A lawmaker who sought to designate the Bible as the official state book of Louisiana has dropped the bill amid an uproar over the proposal.
A Bible study at Barataria Baptist Church in Lafitte, La.
A Bible study at Barataria Baptist Church in Lafitte, La.

A lawmaker who sought to designate the Holy Bible as the official state book of Louisiana has nixed his plan amid an uproar over the proposal. 

Republican state Rep. Thomas Carmody dropped the proposal shortly before it was scheduled to go before the full state House of Representatives Monday evening for a debate and vote, saying that the bill had become a distraction, according to The Times-Picayune.

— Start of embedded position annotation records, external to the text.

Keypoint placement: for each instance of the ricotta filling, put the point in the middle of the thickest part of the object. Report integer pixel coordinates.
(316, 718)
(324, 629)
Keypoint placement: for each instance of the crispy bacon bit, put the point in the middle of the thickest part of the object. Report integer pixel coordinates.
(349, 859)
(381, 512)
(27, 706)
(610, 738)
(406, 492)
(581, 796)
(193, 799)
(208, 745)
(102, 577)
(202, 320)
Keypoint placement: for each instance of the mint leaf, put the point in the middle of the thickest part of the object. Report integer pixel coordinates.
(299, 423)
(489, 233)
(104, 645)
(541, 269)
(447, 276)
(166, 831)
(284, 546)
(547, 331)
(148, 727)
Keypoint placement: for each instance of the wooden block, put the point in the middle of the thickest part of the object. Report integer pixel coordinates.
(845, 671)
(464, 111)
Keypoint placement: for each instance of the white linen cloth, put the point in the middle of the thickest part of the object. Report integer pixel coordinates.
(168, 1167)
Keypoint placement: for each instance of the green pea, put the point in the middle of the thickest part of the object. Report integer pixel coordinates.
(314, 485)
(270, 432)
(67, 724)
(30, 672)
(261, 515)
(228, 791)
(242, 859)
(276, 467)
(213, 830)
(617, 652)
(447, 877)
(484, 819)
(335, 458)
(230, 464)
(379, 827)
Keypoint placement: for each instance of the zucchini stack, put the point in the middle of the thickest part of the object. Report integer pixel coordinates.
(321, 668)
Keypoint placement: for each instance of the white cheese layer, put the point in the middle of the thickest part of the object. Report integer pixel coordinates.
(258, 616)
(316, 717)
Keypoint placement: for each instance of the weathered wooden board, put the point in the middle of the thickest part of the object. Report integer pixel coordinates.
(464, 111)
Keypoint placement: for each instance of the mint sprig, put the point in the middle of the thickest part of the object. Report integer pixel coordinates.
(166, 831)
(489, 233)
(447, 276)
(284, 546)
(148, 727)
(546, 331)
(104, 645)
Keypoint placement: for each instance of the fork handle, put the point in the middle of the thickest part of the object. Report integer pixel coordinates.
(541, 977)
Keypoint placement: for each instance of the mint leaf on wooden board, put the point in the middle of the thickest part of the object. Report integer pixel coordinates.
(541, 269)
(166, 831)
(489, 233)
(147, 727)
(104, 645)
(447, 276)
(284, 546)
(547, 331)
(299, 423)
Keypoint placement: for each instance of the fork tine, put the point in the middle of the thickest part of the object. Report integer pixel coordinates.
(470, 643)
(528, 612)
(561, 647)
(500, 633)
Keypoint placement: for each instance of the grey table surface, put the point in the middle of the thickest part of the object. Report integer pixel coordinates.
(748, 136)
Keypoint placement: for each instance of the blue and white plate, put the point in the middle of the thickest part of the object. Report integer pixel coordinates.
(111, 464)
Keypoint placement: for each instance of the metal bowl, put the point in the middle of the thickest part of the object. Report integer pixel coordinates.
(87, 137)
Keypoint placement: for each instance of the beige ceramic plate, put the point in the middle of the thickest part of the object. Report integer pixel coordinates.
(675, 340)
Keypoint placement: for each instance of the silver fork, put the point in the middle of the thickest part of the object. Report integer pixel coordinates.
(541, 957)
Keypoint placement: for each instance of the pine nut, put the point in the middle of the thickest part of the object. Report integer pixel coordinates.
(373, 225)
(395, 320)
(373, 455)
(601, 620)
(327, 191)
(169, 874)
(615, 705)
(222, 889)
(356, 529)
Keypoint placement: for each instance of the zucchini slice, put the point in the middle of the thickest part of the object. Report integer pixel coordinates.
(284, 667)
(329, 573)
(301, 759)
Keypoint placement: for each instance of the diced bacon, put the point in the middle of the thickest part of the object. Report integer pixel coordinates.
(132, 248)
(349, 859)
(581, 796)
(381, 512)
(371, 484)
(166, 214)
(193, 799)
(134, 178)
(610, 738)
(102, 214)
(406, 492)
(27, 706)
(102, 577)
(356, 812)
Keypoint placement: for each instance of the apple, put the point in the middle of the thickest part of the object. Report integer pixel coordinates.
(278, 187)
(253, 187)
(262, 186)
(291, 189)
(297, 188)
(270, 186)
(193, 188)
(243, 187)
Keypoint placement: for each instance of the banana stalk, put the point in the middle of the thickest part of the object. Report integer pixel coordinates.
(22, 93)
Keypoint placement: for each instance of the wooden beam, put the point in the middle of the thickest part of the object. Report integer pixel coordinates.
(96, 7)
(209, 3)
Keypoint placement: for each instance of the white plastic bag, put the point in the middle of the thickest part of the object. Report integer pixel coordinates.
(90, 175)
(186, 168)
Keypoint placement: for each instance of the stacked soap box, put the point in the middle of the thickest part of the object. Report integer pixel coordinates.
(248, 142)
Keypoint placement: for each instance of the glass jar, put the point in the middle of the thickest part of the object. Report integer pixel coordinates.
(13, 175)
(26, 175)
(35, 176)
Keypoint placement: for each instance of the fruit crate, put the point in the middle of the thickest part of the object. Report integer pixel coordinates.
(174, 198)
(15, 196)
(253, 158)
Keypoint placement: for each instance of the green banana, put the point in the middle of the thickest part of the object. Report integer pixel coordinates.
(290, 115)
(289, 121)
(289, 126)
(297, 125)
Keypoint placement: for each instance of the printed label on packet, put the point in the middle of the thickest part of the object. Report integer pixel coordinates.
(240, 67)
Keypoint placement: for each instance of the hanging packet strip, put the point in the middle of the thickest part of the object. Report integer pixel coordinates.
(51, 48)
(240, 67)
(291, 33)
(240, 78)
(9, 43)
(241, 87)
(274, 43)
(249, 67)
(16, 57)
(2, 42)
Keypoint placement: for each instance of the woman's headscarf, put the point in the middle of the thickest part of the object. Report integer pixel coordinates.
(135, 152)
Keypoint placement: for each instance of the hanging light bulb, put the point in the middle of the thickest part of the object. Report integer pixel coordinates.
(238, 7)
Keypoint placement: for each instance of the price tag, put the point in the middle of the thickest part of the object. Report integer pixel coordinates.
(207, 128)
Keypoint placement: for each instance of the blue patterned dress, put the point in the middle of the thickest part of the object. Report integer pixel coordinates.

Carmody's original bill sought to make a specific copy of the King James Bible housed in the Louisiana Library System the state book, but lawmakers amended the legislation in committee to designate simply any copy of the Holy Bible. The legislation passed out of the Committee on Municipal, Parochial and Cultural Affairs earlier this month, with only a handful of Democrats opposing the bill. 

The American Civil Liberties Union of Louisiana strongly opposed the bill, and the group welcomed Carmody's decision to scrap it. 

"Louisiana has far bigger problems to address than using religion as a tool to discriminate," ACLU of Louisiana Executive Director Marjorie Esman said in a statement to msnbc. "Pulling the bill was the right thing to do to keep Louisiana inclusive and welcoming of everyone who lives here.

Democratic state Rep. Wesley Bishop told The Advocate before the legislation was pulled that he was concerned the legislation could inspire a lawsuit from opponents.

“You cannot separate Christianity from the Bible,” Bishop said. “If you adopt the Bible as the official state book, you also adopt Christianity as the state religion ... We are going to open ourselves up to a lawsuit.”

But a handful of legal scholars quoted by The Times-Picayune doubted that any legal challenges could have been successful, since the designation of "official state book" is largely symbolic. 

"It's not like a government-sponsored prayer at a public meeting, or a government-sponsored religious monument in a particular place, which burdens the particular individuals who attend that meeting or frequent that place. This would just sit there in the statute books, affecting everyone in Louisiana more or less equally. That often means that no one can challenge it in court," Douglas Laycock, a University of Virginia law professor, told the paper.